Photo of Omar F. Khan

Omar F. Khan, who specializes in immunoengineering, recently joined the Institute of Biomedical Engineering at U of T. Khan is a nanoparticles expert who was recruited with support from Medicine by Design’s New Investigator program.

Starting a new faculty position can be challenging at any time but doing so during a global pandemic adds a whole new layer of complexity — especially when there’s a cross-border relocation and a new style of teaching to think about.

But Omar F. Khan, who recently became an assistant professor at the Institute of Biomedical Engineering at the University of Toronto (U of T), says he was eager to make the move back to Toronto last spring with support from Medicine by Design’s New Investigator program, even at the height of the COVID-19 pandemic.

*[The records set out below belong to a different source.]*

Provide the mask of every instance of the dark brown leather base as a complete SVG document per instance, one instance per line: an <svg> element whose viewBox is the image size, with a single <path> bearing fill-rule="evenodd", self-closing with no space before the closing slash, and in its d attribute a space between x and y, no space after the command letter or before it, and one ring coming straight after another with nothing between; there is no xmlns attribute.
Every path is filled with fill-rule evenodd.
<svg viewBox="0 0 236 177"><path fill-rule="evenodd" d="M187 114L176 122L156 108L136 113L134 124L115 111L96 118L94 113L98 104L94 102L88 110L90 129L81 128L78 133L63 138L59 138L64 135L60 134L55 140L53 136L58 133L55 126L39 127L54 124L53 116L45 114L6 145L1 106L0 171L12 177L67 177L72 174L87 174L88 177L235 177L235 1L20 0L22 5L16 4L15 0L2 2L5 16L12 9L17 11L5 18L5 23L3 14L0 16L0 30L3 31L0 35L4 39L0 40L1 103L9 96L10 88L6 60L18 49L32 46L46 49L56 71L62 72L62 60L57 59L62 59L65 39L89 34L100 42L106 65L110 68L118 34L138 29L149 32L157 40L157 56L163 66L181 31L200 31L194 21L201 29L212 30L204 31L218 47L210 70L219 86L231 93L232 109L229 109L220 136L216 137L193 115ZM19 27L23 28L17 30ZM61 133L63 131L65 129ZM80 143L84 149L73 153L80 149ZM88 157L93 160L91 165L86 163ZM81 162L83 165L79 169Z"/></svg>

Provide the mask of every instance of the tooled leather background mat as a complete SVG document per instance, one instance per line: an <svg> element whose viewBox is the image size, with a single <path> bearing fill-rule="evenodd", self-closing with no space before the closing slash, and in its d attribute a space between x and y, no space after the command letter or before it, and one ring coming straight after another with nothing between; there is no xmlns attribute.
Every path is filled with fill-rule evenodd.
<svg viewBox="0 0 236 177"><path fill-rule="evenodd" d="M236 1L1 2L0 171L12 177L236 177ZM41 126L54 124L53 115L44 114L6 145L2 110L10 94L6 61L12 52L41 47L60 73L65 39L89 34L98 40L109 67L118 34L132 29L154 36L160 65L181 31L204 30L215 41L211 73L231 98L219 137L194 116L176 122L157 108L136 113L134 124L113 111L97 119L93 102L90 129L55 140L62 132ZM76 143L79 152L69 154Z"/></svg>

“After being away from Canada for nearly a decade, I was excited to return and help build a tech hub for applied nucleic acid research,” says Khan, who specializes in immunoengineering. “Medicine by Design, the Institute of Biomedical Engineering and the University Health Network were primary factors in my decision. This remarkable confluence of engineering researchers, scientists, clinicians, policy makers and end users makes Toronto an ideal environment to create new and great things.”

Khan, who completed his PhD at U of T in the lab of Michael Sefton, executive director of Medicine by Design, recently returned to Toronto after 10 years in the United States.

After his PhD, Khan moved to the Massachusetts Institute of Technology (MIT) as a post-doctoral associate in the labs of professors Daniel G. Anderson and Robert Langer. Then Khan spun his research out into a startup company, where he became scientific founder and chief scientist, called Tiba Biotech, which centres around a programmable RNA vaccine platform for the rapid production of a new generation of safer vaccines against multiple diseases. Then, he moved on to a second startup based on a technology he co-developed in the Anderson and Langer labs.

Khan’s regenerative medicine approach combines nanotechnology, tissue engineering and targeted drug delivery to treat damaged tissue and organs.

Khan’s lab at U of T works with nanomaterials — very small chemical materials that coordinate the delivery of nucleic acids, which are information-carrying molecules in cells that silence, regulate, express or help edit genes of interest. His approach is to combine these nucleic acids’ distinctive effects to control complex diseases caused by multiple aberrant genes that cannot be treated with small molecule drugs. Khan’s lab is currently applying their RNA nanotechnologies to the treatment of chronic inflammation, autoimmune diseases, cancer immunotherapy and the clearance of viruses in incurable infections.

Soon Khan, who has been busy since his arrival in Toronto with starting a lab, writing grant applications and hiring students, will also begin teaching. Beginning his first full academic year during these dynamic times is humbling, he says.

“2020 has been a year of challenges, introspection, action and change. Overall, I feel optimistic. I’m also excited because I have been fortunate to recruit a diverse team of talented, energetic people. I can’t wait to see what we can achieve together.”

Khan was recruited by Medicine by Design — with collaboration from U of T’s Institute of Biomedical Engineering —as part of its New Investigator program. The program supports Medicine by Design’s mandate to renew and diversify scientific leadership in stem cell and regenerative medicine at U of T and its affiliated hospitals.

The network of people makes being part of Medicine by Design so valuable, says Khan. “In the short time since I started, I have been amazed with all of the insightful conversations and my early collaborations.  This is what makes applied science and engineering so much fun — working with inquisitive people to build new technology that helps others.”

 About Medicine by Design

Funded by a $114-million grant from the Canada First Research Excellence Fund, Medicine by Design brings together more than 130 principal investigators at the University of Toronto and its affiliated hospitals to work at the convergence of engineering, medicine and science. It builds on decades of made-in-Canada excellence in regenerative medicine dating back to the discovery of stem cells in the early 1960s by Toronto researchers Drs. James Till and Ernest McCulloch.